GENERAL INSTRUCTIONS:

1. Answer each question in a separate book.
2. Indicate on the cover of each book the area of the exam, your code number, and the question answered in that book. On one of your books list the numbers of all the questions answered. Do not write your name on any answer book.
3. Return all answer books in the folder provided. Additional answer books are available if needed.

SPECIFIC INSTRUCTIONS:

Answer all of the following SIX questions. The questions are quite specific. If, however, some confusion should arise, be sure to state all your assumptions explicitly.

POLICY ON MISPRINTS AND AMBIGUITIES:

The Exam Committee tries to proofread the exam as carefully as possible. Nevertheless, the exam sometimes contains misprints and ambiguities. If you are convinced a problem has been stated incorrectly, mention this to the proctor. If necessary, the proctor can contact a representative of the area to resolve problems during the first hour of the exam. In any case, you should indicate your interpretation of the problem in your written answer. Your interpretation should be such that the problem is non-trivial.
1. **Virtual Memory**

Consider an architecture like x86-64 that supports a 64-bit virtual address space with aligned pages of 4KB, 2MB, and 1GB via hierarchical page tables.

(a) What is the largest four-way set-associative L1 cache that can be indexed quickly with page-offset address bits that do not require translation? Why?

(b) Discuss how to support all three page sizes with one or more fully-associative translation lookaside buffers (TLBs)?

(c) Discuss how to support all three page sizes with one or more set-associative translation lookaside buffers (TLBs)?

2. **Using Analytic Models**

Analytic models are an evaluation technique that complements detailed simulation and system prototyping.

(a) Discuss the advantages of analytic models vs. alternative evaluation methods.

(b) Discuss the disadvantages of analytic models vs. alternative evaluation methods.

(c) As computers differentiate from generic, general-purpose systems to range from the small (e.g., embedded) to the large (e.g., warehouse scale), do you expect that analytic models for be used more, less, or about the same?

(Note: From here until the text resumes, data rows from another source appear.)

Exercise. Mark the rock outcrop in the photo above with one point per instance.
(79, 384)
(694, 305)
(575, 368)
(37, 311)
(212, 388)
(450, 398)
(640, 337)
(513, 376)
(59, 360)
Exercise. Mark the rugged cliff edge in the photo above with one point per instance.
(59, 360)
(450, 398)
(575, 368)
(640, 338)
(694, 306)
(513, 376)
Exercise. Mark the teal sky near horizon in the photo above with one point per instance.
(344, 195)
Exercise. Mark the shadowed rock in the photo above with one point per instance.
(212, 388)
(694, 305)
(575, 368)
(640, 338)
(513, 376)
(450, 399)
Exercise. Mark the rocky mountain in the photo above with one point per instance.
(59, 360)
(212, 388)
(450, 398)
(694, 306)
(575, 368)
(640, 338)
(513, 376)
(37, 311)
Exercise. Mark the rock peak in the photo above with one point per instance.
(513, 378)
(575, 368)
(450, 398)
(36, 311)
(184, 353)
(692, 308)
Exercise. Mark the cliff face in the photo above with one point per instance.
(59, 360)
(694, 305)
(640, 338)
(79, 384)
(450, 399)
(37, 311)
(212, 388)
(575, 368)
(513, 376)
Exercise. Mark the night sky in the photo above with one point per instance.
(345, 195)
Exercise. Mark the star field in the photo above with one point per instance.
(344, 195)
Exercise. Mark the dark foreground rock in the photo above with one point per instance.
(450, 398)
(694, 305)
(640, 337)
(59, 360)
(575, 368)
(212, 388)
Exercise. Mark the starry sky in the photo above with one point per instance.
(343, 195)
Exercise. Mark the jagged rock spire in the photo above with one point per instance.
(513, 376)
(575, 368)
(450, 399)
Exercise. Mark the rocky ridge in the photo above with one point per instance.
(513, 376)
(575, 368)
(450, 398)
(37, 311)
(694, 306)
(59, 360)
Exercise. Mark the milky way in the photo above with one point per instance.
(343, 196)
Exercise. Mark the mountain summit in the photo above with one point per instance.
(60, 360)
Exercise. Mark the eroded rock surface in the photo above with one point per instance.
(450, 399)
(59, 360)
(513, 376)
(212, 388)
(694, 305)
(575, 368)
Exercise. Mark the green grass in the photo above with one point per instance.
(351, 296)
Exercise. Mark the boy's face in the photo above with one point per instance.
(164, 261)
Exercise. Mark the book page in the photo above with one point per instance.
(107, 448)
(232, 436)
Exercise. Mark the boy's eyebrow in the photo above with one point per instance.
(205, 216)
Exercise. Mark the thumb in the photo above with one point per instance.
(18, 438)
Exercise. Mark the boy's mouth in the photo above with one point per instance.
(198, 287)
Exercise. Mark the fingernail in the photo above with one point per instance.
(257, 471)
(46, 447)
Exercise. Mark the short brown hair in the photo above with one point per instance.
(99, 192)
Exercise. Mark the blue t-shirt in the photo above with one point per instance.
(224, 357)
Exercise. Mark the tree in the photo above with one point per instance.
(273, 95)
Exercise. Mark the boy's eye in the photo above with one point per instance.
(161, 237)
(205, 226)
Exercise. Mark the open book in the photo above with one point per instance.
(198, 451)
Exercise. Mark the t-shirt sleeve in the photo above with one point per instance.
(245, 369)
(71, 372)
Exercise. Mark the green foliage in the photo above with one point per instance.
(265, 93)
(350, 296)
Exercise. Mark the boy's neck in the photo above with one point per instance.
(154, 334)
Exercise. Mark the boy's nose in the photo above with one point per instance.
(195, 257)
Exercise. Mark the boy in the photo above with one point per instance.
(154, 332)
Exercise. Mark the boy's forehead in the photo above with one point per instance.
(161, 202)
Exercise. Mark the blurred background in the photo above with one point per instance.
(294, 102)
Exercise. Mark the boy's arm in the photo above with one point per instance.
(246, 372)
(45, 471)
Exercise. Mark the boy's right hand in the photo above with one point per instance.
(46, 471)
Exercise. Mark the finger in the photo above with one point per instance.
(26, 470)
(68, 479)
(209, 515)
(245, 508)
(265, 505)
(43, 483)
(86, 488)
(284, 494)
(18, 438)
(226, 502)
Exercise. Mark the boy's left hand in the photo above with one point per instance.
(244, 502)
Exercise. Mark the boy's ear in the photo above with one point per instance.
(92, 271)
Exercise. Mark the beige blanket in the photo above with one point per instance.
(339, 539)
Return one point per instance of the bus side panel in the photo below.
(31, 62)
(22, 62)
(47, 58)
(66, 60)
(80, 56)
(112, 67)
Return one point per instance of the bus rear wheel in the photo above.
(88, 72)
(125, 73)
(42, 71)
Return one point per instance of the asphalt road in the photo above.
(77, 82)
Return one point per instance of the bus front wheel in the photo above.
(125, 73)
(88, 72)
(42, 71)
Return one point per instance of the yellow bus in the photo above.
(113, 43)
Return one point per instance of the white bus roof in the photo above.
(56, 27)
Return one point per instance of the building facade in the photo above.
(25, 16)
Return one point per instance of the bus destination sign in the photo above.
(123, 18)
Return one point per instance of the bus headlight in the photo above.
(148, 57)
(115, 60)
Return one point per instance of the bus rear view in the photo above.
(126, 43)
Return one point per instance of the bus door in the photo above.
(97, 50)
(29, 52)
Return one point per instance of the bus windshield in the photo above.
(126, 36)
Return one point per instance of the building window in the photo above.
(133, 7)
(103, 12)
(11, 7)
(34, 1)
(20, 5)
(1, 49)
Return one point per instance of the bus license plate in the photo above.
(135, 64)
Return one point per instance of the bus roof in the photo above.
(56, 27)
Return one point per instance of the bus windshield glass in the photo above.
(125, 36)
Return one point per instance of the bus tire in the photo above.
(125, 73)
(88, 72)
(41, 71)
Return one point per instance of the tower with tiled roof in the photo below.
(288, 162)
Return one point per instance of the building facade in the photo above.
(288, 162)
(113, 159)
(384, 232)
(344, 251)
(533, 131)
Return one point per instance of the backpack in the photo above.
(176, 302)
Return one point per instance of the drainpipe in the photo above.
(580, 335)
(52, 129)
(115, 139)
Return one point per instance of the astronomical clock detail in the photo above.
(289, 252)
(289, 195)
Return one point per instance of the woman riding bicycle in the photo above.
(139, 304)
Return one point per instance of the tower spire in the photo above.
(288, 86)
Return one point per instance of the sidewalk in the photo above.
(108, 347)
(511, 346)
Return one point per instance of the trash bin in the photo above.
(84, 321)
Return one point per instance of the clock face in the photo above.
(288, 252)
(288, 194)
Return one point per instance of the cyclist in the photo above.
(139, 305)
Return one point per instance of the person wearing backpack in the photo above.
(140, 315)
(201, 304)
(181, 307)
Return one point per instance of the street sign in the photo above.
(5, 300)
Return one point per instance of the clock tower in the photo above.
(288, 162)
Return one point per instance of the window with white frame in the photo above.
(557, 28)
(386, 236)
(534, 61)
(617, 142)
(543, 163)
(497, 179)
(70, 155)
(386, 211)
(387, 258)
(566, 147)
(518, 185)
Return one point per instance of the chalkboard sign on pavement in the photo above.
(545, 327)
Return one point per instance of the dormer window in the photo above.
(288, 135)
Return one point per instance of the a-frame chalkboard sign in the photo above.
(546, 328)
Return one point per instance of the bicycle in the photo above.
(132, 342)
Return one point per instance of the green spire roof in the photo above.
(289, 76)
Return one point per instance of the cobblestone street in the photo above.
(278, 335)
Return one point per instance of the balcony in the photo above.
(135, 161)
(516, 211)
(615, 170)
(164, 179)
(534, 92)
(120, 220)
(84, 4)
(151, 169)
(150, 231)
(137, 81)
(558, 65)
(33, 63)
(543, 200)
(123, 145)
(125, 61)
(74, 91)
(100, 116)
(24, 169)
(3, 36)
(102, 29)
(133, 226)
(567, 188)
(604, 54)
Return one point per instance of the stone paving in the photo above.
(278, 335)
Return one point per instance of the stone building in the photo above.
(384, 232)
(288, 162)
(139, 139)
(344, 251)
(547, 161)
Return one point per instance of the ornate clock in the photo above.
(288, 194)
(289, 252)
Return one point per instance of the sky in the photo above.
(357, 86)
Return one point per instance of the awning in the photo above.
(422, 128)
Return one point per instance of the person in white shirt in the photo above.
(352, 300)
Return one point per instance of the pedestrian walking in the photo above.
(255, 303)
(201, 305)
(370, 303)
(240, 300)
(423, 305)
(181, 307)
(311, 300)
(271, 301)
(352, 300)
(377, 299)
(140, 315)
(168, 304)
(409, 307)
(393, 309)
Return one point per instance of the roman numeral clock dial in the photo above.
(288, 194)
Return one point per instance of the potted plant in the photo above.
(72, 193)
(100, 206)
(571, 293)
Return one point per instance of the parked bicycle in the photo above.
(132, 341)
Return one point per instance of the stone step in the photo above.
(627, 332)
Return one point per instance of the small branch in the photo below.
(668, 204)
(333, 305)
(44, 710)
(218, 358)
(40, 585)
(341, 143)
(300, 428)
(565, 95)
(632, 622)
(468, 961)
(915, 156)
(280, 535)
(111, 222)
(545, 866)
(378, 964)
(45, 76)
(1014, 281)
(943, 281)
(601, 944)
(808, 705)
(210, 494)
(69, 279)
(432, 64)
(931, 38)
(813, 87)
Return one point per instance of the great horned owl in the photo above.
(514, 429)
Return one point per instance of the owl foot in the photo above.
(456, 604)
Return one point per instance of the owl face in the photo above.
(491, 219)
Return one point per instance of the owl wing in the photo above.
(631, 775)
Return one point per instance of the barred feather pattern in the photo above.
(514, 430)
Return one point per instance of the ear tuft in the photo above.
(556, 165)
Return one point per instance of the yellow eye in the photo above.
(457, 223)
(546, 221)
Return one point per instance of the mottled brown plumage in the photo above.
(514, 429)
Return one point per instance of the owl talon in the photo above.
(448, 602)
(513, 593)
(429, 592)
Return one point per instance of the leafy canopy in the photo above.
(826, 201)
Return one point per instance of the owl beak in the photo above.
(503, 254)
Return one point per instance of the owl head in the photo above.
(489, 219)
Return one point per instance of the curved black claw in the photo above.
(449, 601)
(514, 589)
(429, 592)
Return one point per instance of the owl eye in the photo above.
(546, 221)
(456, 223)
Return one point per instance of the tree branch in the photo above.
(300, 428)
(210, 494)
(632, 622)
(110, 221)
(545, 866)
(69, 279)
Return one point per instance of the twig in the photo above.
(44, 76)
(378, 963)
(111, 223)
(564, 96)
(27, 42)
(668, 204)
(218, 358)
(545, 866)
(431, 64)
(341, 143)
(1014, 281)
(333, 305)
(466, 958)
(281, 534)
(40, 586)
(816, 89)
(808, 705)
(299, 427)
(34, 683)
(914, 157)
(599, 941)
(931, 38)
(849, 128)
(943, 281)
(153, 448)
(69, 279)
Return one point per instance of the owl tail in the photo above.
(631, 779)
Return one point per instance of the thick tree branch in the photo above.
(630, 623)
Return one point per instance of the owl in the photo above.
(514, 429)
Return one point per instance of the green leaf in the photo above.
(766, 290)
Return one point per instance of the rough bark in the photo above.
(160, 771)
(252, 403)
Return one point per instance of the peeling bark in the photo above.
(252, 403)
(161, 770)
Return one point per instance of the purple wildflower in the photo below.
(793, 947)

Justify your answer.

3. **Prediction**

High-performance out-of-order superscalar processors use a variety of mechanisms to predict certain values in order to improve performance.

Approaches that have been widely studied in the literature are Branch Direction Prediction, Branch Target Prediction, and (Data) Value Prediction.

(a) What is Branch Target Prediction (not Branch Direction Prediction) and how does it seek to improve performance?

(b) What is (Data) Value Prediction and how does it seek to improve performance?

(c) In what ways are Branch Target Prediction and (Data) Value Prediction similar? In what ways are they different?

(d) Almost all high-performance commercial processors use at least one form of Branch Target Predictor, while almost none use (Data) Value Predictors. What do you think are the reasons for this dichotomy?
4. Memory Consistency Models and Write buffers

A memory consistency model is an architectural specification of the permissible orders of loads and stores from different processors in a multiple processor system. A (non-speculative) write buffer is a structure that holds the value of a committed (aka retired) store before that value is placed in the cache.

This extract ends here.